The reason for the prohibition of alcohol or drugs is for the intentional absence of the mind and not for addiction. Excessive use of many lawful food and drinks could lead to addiction or could lead to harming the body which is wrong but there is a difference between excessive use of a substance that is originally lawful to use and between the use of a substance that is prohibited to use in the first place regardless of its used amount.

Dar al-Iftaa Al-Missriyyah (source)

So almost all scholars agree on coffee being Halal. Issues like that should always have a solid basis and scientific evidence to support the theory.

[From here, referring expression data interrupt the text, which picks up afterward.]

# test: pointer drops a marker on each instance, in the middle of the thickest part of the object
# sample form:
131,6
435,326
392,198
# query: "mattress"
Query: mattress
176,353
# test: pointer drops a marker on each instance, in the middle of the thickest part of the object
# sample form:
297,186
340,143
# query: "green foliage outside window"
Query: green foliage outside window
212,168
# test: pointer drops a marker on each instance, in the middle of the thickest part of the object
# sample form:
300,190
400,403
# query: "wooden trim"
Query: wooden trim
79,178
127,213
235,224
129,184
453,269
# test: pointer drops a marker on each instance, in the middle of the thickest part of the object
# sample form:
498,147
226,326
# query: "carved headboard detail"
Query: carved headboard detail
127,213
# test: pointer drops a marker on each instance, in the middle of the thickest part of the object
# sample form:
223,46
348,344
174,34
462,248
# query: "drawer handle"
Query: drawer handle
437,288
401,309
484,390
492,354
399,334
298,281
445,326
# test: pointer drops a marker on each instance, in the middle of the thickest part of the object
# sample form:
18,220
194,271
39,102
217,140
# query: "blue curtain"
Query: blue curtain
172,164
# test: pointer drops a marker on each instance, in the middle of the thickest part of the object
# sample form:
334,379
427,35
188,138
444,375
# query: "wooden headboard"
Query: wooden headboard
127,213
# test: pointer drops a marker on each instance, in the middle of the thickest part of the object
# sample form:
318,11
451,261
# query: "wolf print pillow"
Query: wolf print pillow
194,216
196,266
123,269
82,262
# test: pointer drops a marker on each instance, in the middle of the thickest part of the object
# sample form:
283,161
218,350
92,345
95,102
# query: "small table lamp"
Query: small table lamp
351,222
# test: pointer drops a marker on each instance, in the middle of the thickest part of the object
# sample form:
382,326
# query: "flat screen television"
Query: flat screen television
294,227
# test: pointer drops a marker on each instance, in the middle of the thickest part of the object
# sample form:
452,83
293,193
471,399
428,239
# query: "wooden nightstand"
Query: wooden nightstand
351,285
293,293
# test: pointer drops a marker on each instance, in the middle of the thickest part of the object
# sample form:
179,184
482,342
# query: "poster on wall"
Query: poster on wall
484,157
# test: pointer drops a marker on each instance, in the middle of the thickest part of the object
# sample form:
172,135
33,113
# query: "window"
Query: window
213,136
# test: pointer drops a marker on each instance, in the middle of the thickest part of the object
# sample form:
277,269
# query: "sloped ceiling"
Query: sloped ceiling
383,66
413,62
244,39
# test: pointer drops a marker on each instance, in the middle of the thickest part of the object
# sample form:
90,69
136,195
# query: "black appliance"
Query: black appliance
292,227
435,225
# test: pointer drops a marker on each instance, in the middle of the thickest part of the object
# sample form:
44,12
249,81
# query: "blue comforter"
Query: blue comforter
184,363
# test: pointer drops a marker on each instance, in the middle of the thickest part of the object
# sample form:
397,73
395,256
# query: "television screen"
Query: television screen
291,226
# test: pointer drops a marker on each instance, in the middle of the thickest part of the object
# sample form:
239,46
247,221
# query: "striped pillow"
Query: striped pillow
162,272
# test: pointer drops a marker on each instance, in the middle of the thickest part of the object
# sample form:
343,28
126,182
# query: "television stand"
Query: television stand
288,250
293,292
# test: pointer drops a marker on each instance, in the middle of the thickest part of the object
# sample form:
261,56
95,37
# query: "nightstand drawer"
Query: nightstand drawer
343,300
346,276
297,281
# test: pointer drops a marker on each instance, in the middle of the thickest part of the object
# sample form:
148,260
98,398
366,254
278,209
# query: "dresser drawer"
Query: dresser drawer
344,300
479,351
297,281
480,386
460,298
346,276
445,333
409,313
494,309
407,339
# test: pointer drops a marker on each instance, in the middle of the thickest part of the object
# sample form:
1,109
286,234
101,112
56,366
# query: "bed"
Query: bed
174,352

If its fermentation process is somewhat similar to wine does not mean it will also cause intoxication, this is the case with drinks such as kombucha tea. That is why imposing a ban without proof did not last long, and people kept drinking it without fearing the severe punishments. 

Is All Coffee Halal?

All coffees are considered Halal, even the Luwak Coffee is permissible to consume. Its coffee beans are collected from the droppings of a Civet (animal that eats berries). They are thoroughly washed and processed to make coffee (source)

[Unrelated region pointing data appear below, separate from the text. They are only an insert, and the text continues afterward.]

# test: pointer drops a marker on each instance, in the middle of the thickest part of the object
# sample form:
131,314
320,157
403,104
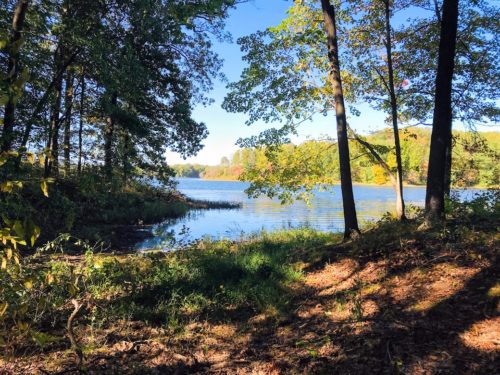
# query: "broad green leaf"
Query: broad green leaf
45,188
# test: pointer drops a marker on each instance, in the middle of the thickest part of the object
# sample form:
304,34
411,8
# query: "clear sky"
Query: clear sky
225,128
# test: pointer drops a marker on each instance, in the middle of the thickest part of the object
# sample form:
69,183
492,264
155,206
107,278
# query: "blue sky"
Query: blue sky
225,128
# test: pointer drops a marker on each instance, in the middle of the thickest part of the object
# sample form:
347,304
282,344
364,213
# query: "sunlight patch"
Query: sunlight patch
484,335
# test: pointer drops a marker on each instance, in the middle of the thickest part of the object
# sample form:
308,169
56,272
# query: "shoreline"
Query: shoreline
482,187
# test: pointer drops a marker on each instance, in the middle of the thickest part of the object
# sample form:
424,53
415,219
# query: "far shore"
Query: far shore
357,183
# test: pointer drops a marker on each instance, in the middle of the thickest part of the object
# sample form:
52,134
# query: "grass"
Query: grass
282,302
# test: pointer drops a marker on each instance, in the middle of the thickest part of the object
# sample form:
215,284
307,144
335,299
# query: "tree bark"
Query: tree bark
442,121
400,204
126,154
350,218
68,112
108,138
13,73
52,163
80,128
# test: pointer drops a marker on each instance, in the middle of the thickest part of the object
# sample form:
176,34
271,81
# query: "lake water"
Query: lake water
324,212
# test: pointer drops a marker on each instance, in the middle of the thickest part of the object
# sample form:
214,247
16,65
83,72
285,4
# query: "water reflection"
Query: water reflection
324,212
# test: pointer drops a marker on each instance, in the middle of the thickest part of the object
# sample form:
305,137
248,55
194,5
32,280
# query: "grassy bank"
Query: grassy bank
94,209
395,300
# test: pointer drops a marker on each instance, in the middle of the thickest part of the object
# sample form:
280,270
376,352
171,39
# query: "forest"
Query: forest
94,96
476,160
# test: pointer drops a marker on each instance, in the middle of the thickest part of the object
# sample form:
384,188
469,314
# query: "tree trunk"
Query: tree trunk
108,138
400,204
80,128
52,163
13,73
45,97
68,112
350,218
442,121
447,175
126,153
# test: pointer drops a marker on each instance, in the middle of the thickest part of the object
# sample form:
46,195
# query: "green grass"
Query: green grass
208,279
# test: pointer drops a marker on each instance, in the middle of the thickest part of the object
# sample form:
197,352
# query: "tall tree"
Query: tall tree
378,81
12,81
350,218
67,118
442,121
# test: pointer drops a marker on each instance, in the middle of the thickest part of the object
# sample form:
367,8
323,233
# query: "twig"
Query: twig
71,335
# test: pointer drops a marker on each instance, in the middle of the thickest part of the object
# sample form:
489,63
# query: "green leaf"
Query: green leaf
45,187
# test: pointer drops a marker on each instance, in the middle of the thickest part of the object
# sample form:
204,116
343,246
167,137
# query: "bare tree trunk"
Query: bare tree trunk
13,73
45,97
447,176
442,121
400,204
350,218
68,112
80,128
52,163
126,154
108,138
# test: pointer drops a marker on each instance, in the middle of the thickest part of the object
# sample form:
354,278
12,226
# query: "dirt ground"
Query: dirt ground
386,313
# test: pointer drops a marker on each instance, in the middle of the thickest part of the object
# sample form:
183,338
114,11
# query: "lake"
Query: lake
324,212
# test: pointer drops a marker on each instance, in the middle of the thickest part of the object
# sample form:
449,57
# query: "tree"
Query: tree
378,81
12,82
287,80
442,121
350,218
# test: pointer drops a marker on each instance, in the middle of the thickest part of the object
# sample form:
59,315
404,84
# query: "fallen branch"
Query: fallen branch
71,335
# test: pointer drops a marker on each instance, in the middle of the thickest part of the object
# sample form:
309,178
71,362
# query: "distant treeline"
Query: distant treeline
475,159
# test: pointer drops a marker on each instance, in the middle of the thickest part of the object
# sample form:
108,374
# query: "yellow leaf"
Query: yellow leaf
22,325
31,157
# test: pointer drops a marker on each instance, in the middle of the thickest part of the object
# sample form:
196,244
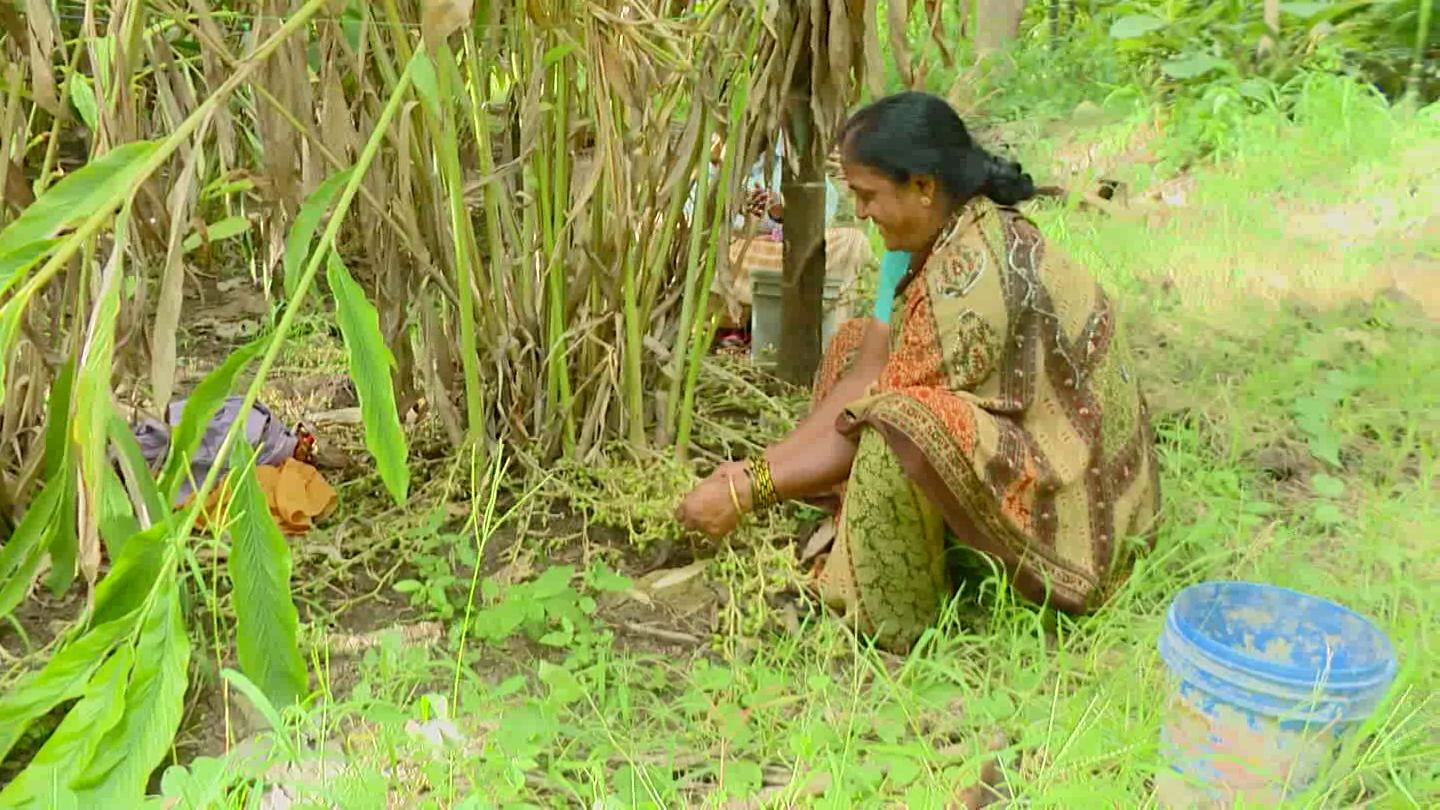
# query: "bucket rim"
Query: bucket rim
1348,678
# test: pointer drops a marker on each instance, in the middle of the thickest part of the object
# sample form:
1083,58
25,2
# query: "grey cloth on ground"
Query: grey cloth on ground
262,430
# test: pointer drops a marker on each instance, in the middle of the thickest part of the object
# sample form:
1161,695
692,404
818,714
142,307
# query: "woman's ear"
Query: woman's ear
926,188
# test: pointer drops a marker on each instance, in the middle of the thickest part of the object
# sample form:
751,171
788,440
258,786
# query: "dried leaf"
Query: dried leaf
172,284
442,18
899,19
41,23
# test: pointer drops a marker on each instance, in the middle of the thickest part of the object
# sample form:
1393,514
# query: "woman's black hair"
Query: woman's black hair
913,134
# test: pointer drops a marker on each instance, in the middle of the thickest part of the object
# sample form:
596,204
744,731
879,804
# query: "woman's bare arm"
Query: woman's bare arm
815,457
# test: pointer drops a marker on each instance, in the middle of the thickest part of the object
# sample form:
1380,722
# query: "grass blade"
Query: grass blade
303,229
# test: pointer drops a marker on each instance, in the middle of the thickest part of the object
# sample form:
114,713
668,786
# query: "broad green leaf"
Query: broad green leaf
58,418
62,535
19,261
134,572
62,679
301,231
202,405
1135,26
198,786
154,702
91,412
257,699
82,95
556,54
12,314
225,186
426,84
228,228
75,741
26,546
1191,67
115,515
370,363
144,495
267,624
104,180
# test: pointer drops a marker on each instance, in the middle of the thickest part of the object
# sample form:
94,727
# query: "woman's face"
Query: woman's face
903,212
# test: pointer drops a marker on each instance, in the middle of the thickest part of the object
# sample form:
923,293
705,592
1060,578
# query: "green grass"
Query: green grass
558,704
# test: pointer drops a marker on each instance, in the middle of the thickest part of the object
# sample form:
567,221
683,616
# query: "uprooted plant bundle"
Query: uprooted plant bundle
510,209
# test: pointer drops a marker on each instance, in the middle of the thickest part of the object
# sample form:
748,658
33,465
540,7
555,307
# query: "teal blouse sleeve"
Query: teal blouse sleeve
893,267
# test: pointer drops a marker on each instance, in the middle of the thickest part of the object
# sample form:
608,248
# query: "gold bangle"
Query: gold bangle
762,486
735,496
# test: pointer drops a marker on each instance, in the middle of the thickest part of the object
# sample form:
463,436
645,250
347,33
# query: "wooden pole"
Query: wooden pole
802,287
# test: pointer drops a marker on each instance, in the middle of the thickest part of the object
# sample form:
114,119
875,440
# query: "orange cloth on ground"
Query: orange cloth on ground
295,492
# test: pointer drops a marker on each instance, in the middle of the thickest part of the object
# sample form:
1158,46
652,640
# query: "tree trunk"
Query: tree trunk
802,287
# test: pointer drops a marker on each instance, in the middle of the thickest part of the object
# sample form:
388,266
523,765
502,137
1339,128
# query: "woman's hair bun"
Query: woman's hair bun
1005,182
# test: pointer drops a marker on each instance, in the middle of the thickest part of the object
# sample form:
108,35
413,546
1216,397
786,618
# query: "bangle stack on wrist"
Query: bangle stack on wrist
762,489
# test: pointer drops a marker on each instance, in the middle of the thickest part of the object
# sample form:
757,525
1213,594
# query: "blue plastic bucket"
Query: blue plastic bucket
1265,682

But even then, one should be careful regarding the manufacturing process of coffee.

The point is, Muslims should be vigilant with whatever they are consuming as a whole. They must know that these things are form the permissible sources. Because even the Halal product could be prohibited to use if it’s not processed accordance to Halal guidelines.

Therefore, it is recommended that yoou choose the Halal certified brands if ever in doubt (source).

History of Islamic Stance Against Coffee and Caffeine Consumption

In 1511 CE, there was a ban on coffee in Mecca by Governor Khair Beg. Soon after that, Cairo (1532) and Constantinople banned its consumption. Şeyhülislam Ebussuud was an authorized religious scholar of the Ottoman Empire. He issued a fatwa against drinking coffee (source).

The reason all along was the same. Purist Muslims and governors thought of it as an innovation. A stimulant, you may say, has the same intoxicating effects on the human mind as that of alcoholic drinks.

Radical thinking was also on the rise because of the gathering of people in coffee houses. People from different sects and classes were sitting and enjoying themselves. The number of people increased day by day.

There was a threat of riot as people may be planning against the government. So the ban. They also threatened people with the death penalty if they did not follow the command. The bases were presumptions and fears of government downfall. But the ban did not last long because of the obsession and love people had for coffee.

Finally, the ban got lifted in 1524. The Ottoman Empire Sultan Selim I, together with Grand Mufti Mehmet Ebussuud el-İmadi, issued a fatwa making coffee permissible again (source).